It sounds too good to be true, and perhaps it is. Still, it probably does the jaded computer user good to hear of some promising developments in the global effort to fight spam.
The latest development comes from none other than Bill Gates, leader of Microsoft
His solutions revolve around the identification of the sender, which might be accomplished in many ways. Several being worked on include (a) requiring email senders to solve a puzzle that only a human could solve, (b) requiring the sending computer to solve a computational problem before sending an email (a task that would be easy for a few emails but too problematic for spammers who send mass-mailings), and (c) having recipients be able to charge spammers money.

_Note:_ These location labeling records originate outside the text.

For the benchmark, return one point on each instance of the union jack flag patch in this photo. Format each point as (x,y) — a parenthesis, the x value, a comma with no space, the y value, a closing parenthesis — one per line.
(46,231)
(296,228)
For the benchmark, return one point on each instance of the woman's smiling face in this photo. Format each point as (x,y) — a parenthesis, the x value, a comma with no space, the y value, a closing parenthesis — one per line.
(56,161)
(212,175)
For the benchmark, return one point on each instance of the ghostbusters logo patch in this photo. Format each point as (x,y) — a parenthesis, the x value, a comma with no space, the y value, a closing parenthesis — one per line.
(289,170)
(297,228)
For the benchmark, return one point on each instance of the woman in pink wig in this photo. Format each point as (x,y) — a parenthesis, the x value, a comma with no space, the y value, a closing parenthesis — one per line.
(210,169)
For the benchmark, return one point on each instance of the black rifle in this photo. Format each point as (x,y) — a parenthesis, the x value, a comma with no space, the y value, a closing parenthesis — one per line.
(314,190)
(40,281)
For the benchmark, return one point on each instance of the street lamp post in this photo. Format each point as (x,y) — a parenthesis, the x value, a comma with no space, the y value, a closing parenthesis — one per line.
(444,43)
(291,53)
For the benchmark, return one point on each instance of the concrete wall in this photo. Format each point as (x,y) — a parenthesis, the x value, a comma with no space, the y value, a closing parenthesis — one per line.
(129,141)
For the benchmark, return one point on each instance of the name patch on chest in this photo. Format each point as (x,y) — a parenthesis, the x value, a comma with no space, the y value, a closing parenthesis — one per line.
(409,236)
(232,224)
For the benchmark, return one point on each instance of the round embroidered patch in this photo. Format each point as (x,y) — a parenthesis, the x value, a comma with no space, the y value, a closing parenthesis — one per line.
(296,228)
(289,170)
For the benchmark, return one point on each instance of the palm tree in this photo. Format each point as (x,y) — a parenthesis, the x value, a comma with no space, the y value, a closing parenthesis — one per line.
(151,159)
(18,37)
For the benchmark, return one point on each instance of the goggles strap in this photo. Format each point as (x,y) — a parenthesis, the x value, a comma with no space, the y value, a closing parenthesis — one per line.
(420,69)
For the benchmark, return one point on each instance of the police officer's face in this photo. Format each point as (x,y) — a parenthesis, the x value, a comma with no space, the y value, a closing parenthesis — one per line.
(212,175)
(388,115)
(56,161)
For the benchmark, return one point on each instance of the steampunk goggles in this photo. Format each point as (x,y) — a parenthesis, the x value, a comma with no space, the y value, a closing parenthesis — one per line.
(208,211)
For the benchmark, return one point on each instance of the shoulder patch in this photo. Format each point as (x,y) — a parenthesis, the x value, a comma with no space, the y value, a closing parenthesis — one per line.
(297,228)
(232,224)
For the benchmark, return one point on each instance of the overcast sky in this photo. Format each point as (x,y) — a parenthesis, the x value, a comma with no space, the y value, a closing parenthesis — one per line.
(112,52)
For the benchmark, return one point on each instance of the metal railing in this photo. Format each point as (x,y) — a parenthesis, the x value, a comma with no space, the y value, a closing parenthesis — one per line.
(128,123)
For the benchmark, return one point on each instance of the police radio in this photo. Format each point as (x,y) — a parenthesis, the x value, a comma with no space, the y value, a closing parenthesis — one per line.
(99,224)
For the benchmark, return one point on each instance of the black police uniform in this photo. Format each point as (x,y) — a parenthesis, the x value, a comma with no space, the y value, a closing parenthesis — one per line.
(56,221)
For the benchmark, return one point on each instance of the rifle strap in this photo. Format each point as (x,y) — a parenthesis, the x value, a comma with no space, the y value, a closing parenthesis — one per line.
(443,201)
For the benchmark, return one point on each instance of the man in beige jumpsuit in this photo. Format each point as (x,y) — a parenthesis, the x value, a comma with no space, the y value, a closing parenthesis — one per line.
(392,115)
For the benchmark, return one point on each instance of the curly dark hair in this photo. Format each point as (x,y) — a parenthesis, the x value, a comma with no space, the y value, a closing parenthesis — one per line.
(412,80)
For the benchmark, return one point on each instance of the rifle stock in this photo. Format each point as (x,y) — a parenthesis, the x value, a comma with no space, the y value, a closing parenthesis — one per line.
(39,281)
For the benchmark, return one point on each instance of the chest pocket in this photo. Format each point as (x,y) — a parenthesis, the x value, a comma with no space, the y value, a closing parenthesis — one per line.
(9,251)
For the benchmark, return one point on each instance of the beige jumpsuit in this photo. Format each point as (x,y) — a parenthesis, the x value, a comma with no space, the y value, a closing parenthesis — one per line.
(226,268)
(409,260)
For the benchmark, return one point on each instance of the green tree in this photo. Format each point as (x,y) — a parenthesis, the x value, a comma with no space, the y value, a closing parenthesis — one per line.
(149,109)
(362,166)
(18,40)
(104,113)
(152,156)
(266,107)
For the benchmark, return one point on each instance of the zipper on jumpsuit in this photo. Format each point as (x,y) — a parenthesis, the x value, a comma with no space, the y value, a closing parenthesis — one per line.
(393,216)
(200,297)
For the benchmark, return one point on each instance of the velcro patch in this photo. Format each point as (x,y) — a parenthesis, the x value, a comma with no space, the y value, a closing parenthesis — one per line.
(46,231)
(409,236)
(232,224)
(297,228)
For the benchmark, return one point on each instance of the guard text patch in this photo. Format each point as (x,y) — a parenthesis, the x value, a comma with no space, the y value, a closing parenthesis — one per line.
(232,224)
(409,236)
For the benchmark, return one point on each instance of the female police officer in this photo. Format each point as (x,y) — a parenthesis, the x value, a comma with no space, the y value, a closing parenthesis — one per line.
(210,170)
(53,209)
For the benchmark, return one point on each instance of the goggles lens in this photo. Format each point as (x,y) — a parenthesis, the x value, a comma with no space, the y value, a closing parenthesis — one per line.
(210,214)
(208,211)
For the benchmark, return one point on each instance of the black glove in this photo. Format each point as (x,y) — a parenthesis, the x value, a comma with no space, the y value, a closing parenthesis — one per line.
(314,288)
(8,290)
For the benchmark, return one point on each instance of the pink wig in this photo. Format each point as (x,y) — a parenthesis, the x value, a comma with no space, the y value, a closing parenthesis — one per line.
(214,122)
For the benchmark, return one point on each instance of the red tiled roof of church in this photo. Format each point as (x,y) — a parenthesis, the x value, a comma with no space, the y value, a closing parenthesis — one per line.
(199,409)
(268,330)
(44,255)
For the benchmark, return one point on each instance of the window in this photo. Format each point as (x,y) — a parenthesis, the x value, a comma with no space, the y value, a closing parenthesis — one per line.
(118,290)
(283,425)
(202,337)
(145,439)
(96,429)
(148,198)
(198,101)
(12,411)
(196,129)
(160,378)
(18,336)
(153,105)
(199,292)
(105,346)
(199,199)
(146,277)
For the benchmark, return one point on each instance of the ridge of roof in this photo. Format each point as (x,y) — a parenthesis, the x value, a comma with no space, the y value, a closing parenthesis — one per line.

He's guessing that the last solution might be the most promising. The charges levied against the sender would be set by the recipient. So, if you receive an unexpected email from an unfamiliar address and it turns out to be a long-lost friend, you'd presumably charge nothing. But if the strange email is exhorting you to save millions by enlarging your barnyard animals with inkjet cartridges, you can demand a little money. The idea is that masses of unhappy spam recipients would soon bankrupt spammers -- or would simply make spamming an unattractive endeavor.
Of course, those who fret about Microsoft's ubiquity and power might wonder whether this silver bullet will only be available to users of Microsoft Windows or to those who purchase certain software.
Still, spam costs more than the headaches it gives us, and any solution is worth exploring. According to some estimates, we're spending some $10 billion annually trying to fight it, and we're losing. According to another study, fighting spam costs companies around $170 per employee (spam cost calculator). Some studies estimate that the percentage of email that's spam is between 40% and 50% and may rise to 70% this year.